Singh Akanksha, Mankotia Dhananjay Singh, Irshad Mohammad
Clinical Biochemistry Division, Department of Laboratory Medicine, All India Institute of Medical Sciences, New Delhi-110029, India.
J Transl Int Med. 2017 Mar 31;5(1):34-42. doi: 10.1515/jtim-2017-0010. eCollection 2017 Mar.
The variable response of hepatitis C virus (HCV) genotypes towards anti-viral treatment requires prior information on the genotype status before planning a therapeutic strategy. Although assays for typing or subtyping of HCV are available, however, a fast and reliable assay system is still needed. The present study was planned to develop a single-step multiplex quantitative real time polymerase chain reaction (qPCR) assay to determine HCV genotypes in patients' sera.
The conserved sequences from 5' UTR, core and NS5b regions of HCV genome were used to design primers and hydrolysis probes labeled with fluorophores. Starting with the standardization of singleplex (qPCR) for each individual HCV-genotype, the experimental conditions were finally optimized for the development of multiplex assay. The sensitivity and specificity were assessed both for singleplex and multiplex assays. Using the template concentration of 10 copies per microliter, the value of quantification cycle (Cq) and the limit of detection (LOD) were also compared for both singleplex and multiplex assays. Similarly, the merit of multiplex assay was also compared with sequence analysis and restriction fragment length polymorphism (RFLP) techniques used for HCV genotyping. In order to find the application of multiplex qPCR assay, it was used for genotyping in a panel of 98 sera positive for HCV RNA after screening a total number of 239 patients with various liver diseases.

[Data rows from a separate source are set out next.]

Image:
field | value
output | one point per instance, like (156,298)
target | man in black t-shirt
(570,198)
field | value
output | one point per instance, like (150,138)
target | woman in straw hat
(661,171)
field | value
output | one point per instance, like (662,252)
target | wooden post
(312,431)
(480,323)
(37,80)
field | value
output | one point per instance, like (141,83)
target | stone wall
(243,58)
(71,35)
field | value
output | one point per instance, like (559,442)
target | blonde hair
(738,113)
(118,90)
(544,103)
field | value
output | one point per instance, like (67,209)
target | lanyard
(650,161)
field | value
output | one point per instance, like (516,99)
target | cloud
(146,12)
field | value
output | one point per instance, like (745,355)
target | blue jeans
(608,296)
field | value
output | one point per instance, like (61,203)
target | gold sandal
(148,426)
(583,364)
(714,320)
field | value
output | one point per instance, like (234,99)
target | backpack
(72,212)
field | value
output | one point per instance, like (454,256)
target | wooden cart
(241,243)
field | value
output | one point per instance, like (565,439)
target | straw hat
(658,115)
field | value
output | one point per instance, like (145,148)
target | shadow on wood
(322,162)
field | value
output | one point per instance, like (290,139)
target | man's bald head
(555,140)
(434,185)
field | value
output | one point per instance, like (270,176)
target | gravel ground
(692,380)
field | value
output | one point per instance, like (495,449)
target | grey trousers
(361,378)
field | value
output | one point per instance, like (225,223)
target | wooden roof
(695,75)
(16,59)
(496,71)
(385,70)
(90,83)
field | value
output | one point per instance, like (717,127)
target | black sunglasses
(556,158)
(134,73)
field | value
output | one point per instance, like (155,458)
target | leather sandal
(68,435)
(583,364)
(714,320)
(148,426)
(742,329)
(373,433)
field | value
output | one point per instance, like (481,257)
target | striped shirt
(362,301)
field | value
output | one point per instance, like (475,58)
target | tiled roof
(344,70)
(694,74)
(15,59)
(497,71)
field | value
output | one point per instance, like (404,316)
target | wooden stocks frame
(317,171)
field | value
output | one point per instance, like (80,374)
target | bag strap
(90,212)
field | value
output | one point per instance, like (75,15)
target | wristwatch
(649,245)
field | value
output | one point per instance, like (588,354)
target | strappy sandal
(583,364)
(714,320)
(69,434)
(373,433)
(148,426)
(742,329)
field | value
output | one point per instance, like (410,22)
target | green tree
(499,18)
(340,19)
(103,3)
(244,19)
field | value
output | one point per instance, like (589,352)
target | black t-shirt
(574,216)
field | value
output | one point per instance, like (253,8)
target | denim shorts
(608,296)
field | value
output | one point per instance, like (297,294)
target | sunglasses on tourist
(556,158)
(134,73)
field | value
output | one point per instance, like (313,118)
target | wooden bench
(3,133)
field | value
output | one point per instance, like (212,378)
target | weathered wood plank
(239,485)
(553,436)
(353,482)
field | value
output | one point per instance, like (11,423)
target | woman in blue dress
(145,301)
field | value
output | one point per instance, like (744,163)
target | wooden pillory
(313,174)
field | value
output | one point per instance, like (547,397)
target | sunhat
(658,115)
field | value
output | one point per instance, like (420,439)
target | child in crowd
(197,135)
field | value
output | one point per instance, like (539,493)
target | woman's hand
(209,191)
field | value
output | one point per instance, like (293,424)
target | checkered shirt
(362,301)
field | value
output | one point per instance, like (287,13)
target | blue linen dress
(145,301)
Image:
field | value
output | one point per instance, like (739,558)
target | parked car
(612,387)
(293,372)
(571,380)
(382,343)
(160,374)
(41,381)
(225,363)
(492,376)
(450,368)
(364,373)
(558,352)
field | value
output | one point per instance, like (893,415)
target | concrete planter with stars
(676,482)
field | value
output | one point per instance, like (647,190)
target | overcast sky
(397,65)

The results demonstrated the presence of genotype 1 in 26 of 98 (26.53%) sera, genotype 3 in 65 (66.32%) and genotype 4 in 2 (2.04%) sera samples, respectively. One sample showed mixed infection of genotype 1 and 3. Five samples could not show the presence of any genotype. Genotypes 2, 5 and 6 could not be detected in these sera samples. The analysis of sera by singleplex and RFLP indicated the results of multiplex to be comparable with singleplex and with clear merit of multiplex over RFLP. In addition, the results of multiplex assay were also found to be comparable with those from sequence analysis. The sensitivity, specificity, Cq values and LOD values were compared and found to be closely associated both for singleplex and multiplex assays.
The multiplex qPCR assay was found to be a fast, specific and sensitive method that can be used as a technique of choice for HCV genotyping in all routine laboratories.
丙型肝炎病毒(HCV)基因型对抗病毒治疗的反应各异,因此在制定治疗策略前需要了解基因型状态。尽管已有HCV分型或亚型分析方法,但仍需要一种快速可靠的检测系统。本研究旨在开发一种单步多重定量实时聚合酶链反应(qPCR)检测方法,用于测定患者血清中的HCV基因型。
利用HCV基因组5'UTR、核心区和NS5b区的保守序列设计引物和荧光标记的水解探针。从对每种HCV基因型的单重(qPCR)进行标准化开始,最终优化实验条件以开发多重检测方法。对单重和多重检测方法的灵敏度和特异性进行评估。使用每微升10拷贝的模板浓度,还比较了单重和多重检测方法的定量循环(Cq)值和检测限(LOD)。同样,还将多重检测方法的优点与用于HCV基因分型的序列分析和限制性片段长度多态性(RFLP)技术进行了比较。为了探究多重qPCR检测方法的应用,在对239例各种肝病患者进行筛查后,将其用于对98份HCV RNA阳性血清进行基因分型。
结果显示,98份血清样本中,分别有26份(26.53%)为基因型1,65份(66.32%)为基因型3,2份(2.04%)为基因型4。1份样本显示基因型1和3混合感染。5份样本未检测到任何基因型。2、5和6型在这些血清样本中未被检测到。单重检测和RFLP对血清的分析表明,多重检测结果与单重检测结果相当,且多重检测明显优于RFLP。此外,还发现多重检测结果与序列分析结果相当。比较了单重和多重检测方法的灵敏度、特异性、Cq值和LOD值,发现二者密切相关。
多重qPCR检测方法是一种快速、特异且灵敏的方法,可作为所有常规实验室进行HCV基因分型的首选技术。